Pero nada ha salido según los planes.

Esta noche había guardia triple en la boca del puente. Y estaban alerta. Aguardaban con armaduras completas y parapetados tras sus escudos rectangulares. La multitud furiosa e intoxicada no reparó en ello o tal vez no le dio importancia. Sin arredrarse, sin vacilar, atacaron a la luz de los tizones contra el muro de escudos, entre griterío y cánticos.

Y entonces llovieron sobre ellos las jabalinas.

Una descarga cerrada desde un flanco. Gritos, chillidos, caídas. Como iban tan borrachos y los tizones alumbraban poco, la mayoría no se percató al principio de qué pasaba. Solo de que unos cuantos se habían ido al suelo y que algunos se retorcían chillando entre sus pies.

En eso llegó una segunda andanada. Y sin pausa la tercera, y la cuarta.

Los revoltosos se derrumbaban gritando. Se revolcaban heridos o, de rodillas, trataban de arrancarse los proyectiles. Los aún ilesos se revolvían aturdidos, como ovejas el día de la matanza. Y llegaban las jabalinas silbando en la oscuridad. Ahora tiraban también contra ellos desde la boca del puente y desde unas tapias a la espalda, y también desde unos corrales a la derecha.

El suelo estaba alfombrado ya de muertos y heridos cuando en esas cabezas embotadas por el alcohol se coló por fin la idea de que habían caído en una emboscada. Soltaron palos y piedras. Se desbandaron, tratando de salvarse cada uno por su cuenta en la oscuridad.

Solo que también había jinetes al abrigo de la noche. Y no bien se deshizo la piña humana, salieron al galope.

Pero para entonces el
comes
Mayorio había abandonado el lugar a la carrera. Ya llegó rezagado al puente, a la cola de la turba, tan sobrio como alerta. Por eso reconoció de inmediato esos susurros afilados en la negrura. Los oyó pese al griterío de los revoltosos y, antes de que cayese el primero de ellos, ya había girado sobre los talones y huía a escape.

Ahora sigue corriendo. Oye a sus espaldas alaridos de dolor y de espanto, pedir compasión a gritos, estruendo de pies en estampida, retumbar de cascos al galope. Echa una ojeada por encima del hombro sin reducir la velocidad. A la luz de las estrellas, advierte que no es caballería goda.

¿Serán bucelarios de algún magnate cordubés, aliado de los godos? ¿Y si fueran burgarios? Con tanta tiniebla, no le es posible ver los emblemas de sus escudos. Sí que blanden espadas largas con las que tajan y estoquean a los desbandados. Los arrollan. Hacen que sus monturas les pasen por encima hasta matarlos.

Bucelarios o burgarios, esos jinetes son hispanos. Y esa es la prueba de la traición. Algunos —o todos— los conjurados les han vendido. Por miedo, por interés, ¿qué más da ahora? Lo que importa es que usan a sus propios mercenarios para masacrar a los que iban a ser sus instrumentos en la revuelta.

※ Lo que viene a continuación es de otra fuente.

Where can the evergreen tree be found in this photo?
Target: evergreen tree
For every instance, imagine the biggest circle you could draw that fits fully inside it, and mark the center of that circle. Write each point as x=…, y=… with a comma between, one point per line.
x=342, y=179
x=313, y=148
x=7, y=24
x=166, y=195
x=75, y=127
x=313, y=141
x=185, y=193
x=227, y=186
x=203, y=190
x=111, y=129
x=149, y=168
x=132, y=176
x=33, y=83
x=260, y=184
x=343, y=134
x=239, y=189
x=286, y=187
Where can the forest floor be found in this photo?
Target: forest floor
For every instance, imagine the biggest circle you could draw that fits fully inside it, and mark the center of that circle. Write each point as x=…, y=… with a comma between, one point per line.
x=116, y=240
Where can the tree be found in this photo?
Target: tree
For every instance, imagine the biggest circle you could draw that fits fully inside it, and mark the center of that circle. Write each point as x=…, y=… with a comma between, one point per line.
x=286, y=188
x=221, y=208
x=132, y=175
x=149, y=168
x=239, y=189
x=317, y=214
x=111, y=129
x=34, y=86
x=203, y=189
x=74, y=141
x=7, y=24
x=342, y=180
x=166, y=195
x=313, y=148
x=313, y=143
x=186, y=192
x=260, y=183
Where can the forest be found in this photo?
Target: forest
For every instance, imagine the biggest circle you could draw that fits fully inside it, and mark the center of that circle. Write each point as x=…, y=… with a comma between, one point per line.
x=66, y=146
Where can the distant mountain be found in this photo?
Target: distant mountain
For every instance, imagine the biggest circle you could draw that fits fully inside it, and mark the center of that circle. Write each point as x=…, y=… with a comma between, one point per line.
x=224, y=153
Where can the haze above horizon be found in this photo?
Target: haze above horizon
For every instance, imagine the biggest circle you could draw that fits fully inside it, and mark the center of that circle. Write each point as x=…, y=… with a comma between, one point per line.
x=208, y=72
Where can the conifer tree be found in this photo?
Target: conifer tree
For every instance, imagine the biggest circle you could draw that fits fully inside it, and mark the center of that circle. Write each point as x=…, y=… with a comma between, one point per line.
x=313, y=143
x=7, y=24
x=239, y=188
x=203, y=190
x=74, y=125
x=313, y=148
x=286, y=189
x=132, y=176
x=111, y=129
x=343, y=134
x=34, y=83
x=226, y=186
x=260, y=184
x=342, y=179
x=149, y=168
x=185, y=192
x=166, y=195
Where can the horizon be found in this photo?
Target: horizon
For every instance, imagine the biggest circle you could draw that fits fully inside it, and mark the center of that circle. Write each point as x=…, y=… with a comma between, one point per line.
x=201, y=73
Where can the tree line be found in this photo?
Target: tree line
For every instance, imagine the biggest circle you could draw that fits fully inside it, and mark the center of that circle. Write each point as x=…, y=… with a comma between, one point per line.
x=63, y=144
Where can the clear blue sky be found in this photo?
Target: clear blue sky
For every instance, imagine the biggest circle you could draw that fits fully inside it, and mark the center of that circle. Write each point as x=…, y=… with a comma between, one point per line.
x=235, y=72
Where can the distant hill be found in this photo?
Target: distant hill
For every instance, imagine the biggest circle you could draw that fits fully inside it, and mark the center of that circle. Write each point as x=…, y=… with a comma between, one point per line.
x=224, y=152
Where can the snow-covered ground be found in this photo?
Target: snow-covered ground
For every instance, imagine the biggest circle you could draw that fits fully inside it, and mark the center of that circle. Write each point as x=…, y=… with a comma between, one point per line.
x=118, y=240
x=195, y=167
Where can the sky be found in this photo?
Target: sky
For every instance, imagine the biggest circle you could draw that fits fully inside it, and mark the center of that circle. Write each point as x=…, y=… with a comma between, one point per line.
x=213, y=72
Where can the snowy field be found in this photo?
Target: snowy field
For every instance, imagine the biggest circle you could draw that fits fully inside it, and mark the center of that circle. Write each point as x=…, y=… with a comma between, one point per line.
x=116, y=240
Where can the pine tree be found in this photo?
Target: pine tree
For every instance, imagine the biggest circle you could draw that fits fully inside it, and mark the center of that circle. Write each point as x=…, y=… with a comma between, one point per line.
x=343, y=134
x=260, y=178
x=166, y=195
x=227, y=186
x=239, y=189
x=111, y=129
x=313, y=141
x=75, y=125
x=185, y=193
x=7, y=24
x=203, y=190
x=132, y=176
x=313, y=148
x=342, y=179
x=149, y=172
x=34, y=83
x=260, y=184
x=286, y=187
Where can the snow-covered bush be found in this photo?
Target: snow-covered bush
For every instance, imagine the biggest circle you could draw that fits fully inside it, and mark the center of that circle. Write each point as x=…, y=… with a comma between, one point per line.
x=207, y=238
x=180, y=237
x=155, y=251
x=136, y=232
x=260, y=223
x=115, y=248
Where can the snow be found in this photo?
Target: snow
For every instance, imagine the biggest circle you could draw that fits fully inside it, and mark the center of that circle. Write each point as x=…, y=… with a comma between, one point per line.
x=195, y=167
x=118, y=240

La gente huye en todas direcciones. Buscan el amparo de las sombras. Saltan tapias y cercas. Corren pisoteando los surcos de las huertas. Algunos intentan incluso escabullirse entre las patas de los caballos. Silban las espadas en la oscuridad. Todo son gritos, relinchos, golpes.

Estos jinetes, no importa a quien sirvan, se están empleando a fondo. Es como si no quisieran dejar a un revoltoso vivo.

Mientras corre, resollando ya como un fuelle, Mayorio se pregunta el porqué de tanta saña. No van a sacar botín de la matanza. Y esos desarrapados son a la postre bastante inofensivos. Se han dispersado, han tirado las armas, piden piedad. E incluso así los están matando.

Su túnica gris es demasiado larga. Puede que eso le proteja más los muslos en las noches frías, pero ahora le estorba para correr. Se agarra el vuelo con la zurda y prosigue a toda la velocidad que le dan las piernas.

Oye a su espalda un chillido como de conejo. Otro al que acaban de degollar.

¿Habrá cegado la sed de sangre a esos mercenarios? ¿O será intencionada la carnicería? Tras haber tratado en estas últimas semanas con los magnates hispanos, no le extrañaría que fuera lo segundo. Quizá los curiales o el obispo —los verdaderos amos de la ciudad, gobiernen godos o romanos— han visto en esta noche una ocasión de oro para limpiar sus calles de gentes sin oficio ni beneficio. Una excusa para librarse de indigentes y desocupados.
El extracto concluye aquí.